According to The New York Times, the photo was created by municipal employees on city time and altered to appear aged.
Officer Robert Venable, a black NYPD officer, was mentioned by Adams in January 2022, following the murders of two NYPD officers in Harlem.
“I still think about Robert. I keep a picture of Robert in my wallet,” he said.
Adams subsequently displayed to the media a photograph he claimed to have carried for years, but which the Times claimed was created by City Hall employees in response to his remark.
The Times report said “The employees were instructed to create a photo of Officer Venable, according to a person familiar with the request. A picture of the officer was found on Google; it was printed in black-and-white and made to look worn as if the mayor had been carrying it for some time, including by splashing some coffee on it.”

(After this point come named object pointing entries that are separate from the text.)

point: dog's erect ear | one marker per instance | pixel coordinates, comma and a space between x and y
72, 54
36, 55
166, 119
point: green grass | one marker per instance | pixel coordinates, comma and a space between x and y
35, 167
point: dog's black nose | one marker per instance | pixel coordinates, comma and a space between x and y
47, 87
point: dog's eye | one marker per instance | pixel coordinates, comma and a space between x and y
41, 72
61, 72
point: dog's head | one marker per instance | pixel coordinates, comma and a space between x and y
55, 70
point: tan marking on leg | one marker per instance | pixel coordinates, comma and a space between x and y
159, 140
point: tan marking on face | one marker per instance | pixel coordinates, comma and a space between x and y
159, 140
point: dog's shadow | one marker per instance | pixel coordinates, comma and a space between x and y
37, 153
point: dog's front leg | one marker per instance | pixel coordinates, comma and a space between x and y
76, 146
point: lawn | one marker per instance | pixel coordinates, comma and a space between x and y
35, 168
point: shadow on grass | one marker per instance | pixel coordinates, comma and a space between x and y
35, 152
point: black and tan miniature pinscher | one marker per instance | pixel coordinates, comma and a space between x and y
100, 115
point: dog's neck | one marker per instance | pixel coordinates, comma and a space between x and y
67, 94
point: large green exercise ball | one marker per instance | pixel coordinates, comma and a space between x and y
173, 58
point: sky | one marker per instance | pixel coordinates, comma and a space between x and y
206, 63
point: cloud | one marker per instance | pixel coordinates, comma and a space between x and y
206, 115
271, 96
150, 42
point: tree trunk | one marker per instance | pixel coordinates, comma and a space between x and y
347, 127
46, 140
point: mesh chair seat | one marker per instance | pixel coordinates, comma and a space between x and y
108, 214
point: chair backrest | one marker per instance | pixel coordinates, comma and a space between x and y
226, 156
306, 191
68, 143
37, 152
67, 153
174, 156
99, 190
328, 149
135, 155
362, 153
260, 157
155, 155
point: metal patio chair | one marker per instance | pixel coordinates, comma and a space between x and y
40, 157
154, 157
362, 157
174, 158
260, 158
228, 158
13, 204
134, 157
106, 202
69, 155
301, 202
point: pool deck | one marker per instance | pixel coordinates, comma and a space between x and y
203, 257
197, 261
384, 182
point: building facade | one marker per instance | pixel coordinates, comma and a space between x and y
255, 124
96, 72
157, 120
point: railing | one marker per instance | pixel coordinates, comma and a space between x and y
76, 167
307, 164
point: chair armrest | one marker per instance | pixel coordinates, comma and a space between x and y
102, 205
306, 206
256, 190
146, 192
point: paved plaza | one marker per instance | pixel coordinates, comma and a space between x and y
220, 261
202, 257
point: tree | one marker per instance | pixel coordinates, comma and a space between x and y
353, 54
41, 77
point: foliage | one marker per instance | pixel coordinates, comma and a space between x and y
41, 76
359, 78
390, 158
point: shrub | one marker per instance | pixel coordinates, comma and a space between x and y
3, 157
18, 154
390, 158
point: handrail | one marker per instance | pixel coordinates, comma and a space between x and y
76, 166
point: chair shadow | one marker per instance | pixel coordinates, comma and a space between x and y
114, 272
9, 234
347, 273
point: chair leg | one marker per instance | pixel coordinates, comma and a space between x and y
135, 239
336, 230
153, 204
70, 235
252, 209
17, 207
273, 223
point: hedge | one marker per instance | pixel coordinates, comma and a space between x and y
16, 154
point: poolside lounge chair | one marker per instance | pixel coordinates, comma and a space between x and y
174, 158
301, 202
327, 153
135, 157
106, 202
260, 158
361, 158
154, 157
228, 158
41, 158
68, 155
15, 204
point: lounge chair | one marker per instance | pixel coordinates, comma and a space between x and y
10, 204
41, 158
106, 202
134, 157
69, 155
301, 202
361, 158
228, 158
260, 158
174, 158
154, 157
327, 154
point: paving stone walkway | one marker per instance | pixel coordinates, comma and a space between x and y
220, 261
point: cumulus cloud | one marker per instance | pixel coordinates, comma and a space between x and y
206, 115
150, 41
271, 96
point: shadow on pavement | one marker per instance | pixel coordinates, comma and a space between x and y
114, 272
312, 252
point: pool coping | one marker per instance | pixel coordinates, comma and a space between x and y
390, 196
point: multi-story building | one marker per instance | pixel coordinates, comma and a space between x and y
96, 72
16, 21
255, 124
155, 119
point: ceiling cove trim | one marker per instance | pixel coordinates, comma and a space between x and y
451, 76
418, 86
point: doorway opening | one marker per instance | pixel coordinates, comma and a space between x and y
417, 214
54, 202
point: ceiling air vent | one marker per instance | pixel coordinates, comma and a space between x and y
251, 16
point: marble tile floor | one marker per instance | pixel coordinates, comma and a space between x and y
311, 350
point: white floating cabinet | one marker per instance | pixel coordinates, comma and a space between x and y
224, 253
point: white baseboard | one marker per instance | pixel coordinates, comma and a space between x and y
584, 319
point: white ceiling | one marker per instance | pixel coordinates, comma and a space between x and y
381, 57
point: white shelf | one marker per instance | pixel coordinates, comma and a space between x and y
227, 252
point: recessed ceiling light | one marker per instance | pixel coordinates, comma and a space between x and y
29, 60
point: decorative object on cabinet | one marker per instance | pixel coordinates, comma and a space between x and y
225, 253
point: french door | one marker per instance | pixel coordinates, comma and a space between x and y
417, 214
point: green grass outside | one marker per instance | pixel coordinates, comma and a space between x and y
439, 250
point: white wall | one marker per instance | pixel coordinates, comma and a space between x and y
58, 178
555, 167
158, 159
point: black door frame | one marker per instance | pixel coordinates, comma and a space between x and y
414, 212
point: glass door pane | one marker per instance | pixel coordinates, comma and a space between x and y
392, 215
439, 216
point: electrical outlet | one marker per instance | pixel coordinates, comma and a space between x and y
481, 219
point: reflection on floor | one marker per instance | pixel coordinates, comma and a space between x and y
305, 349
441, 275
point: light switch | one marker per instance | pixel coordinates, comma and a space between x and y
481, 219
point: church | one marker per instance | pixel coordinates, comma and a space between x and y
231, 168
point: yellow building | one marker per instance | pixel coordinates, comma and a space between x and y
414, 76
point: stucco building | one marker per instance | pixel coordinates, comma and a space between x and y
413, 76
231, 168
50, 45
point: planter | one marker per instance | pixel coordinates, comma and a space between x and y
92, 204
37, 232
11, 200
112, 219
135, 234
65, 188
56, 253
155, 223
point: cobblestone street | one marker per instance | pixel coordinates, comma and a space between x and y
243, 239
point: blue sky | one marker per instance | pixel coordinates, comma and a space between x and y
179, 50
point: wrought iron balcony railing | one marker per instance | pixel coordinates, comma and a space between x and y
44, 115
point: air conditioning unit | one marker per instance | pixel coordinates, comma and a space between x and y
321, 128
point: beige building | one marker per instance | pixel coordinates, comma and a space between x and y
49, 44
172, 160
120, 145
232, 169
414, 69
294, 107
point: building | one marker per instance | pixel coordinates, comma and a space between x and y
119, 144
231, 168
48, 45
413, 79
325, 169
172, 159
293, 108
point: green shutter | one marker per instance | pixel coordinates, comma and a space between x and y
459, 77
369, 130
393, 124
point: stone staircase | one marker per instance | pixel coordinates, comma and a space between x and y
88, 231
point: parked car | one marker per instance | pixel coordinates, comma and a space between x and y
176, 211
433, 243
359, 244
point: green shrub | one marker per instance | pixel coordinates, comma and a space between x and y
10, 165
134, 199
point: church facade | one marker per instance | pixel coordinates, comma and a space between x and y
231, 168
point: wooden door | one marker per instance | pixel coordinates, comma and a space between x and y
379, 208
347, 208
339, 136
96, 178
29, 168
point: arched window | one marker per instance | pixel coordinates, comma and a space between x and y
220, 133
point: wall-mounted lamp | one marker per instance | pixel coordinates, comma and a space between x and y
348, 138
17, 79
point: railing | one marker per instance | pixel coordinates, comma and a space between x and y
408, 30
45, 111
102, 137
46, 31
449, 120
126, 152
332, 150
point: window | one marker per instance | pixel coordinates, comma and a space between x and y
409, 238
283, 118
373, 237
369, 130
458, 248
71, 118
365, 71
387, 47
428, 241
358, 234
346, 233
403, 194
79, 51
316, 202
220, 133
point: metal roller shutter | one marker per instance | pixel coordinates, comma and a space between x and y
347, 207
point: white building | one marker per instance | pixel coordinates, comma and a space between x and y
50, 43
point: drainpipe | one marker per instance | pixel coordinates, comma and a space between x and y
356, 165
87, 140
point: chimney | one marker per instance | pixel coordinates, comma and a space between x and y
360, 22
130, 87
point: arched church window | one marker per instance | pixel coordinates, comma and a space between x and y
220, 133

The Times stated that its source was a person who spoke on the condition of anonymity for fear of retribution and that two unnamed City Hall aides said they were aware of the phony photo.
Adams representative Fabien Levy stated that the photo displayed to the media was new, but that Adams had carried a photo of Venable for years.
Adams told the Times that the photograph was “always in my wallet until it got too bulky,” adding that he now keeps it in a money clip.
“He was a very dear friend and it keeps me committed,” he said.
Januari Venable, the daughter of Venable, stated that she had never met Adams before this year and was astonished by the mayor’s claim.
“All I can say is that as far as being in his wallet or not, the fact that people still think of my dad all these years later — whatever the meaning behind it — it makes me thankful that he’s not being forgotten,” she said.
According to the New York Post, she said something different in a statement from the mayor’s office.
“I was only eight when my father was murdered. I don’t remember most of the people who were there for my family, but in the 36 years since I lost my father, Eric Adams has been there, even after the cameras were gone,” she said in the statement.
“Eric personally drove me and my family to Fourth of July fireworks in the past, and when I called him at the last minute to attend a memorial for my father, the mayor was there,” she said in the statement.
Meredith Benson, the niece of Venable, expressed doubt about the Times report.
“I can’t see him doing that because he had an actual relationship with my family,” she said.
“If he needed a story, he had a story, right? He could just say ‘I was very close to, you know, Rob’s mother and supported her through his death and supported the family’ because that is 100 percent complete and true,” she said.
Levy fired back against the story after it was published, saying, “It is disgusting that The New York Times has chosen to have Robert Venable’s friends and family relive the tragic murder of a loved one for nothing more than feeding its obsession with dissecting every single moment of Mayor Adams’ life,” according to the New York Daily News.
“Over 30 years ago, after Officer Venable’s murder, then-Officer Adams made a copy of a photo published of Officer Venable from an NYPD Transit News Bulletin — a document he still has to this day. For decades, Mayor Adams has carried a picture of his friend who died in the line of duty,” he said.
A representative of the Times then said Adams and his aides “don’t deny the story’s main point: that the photo he showed to reporters and claimed to have carried for decades was made by aides, who took steps to age its appearance.”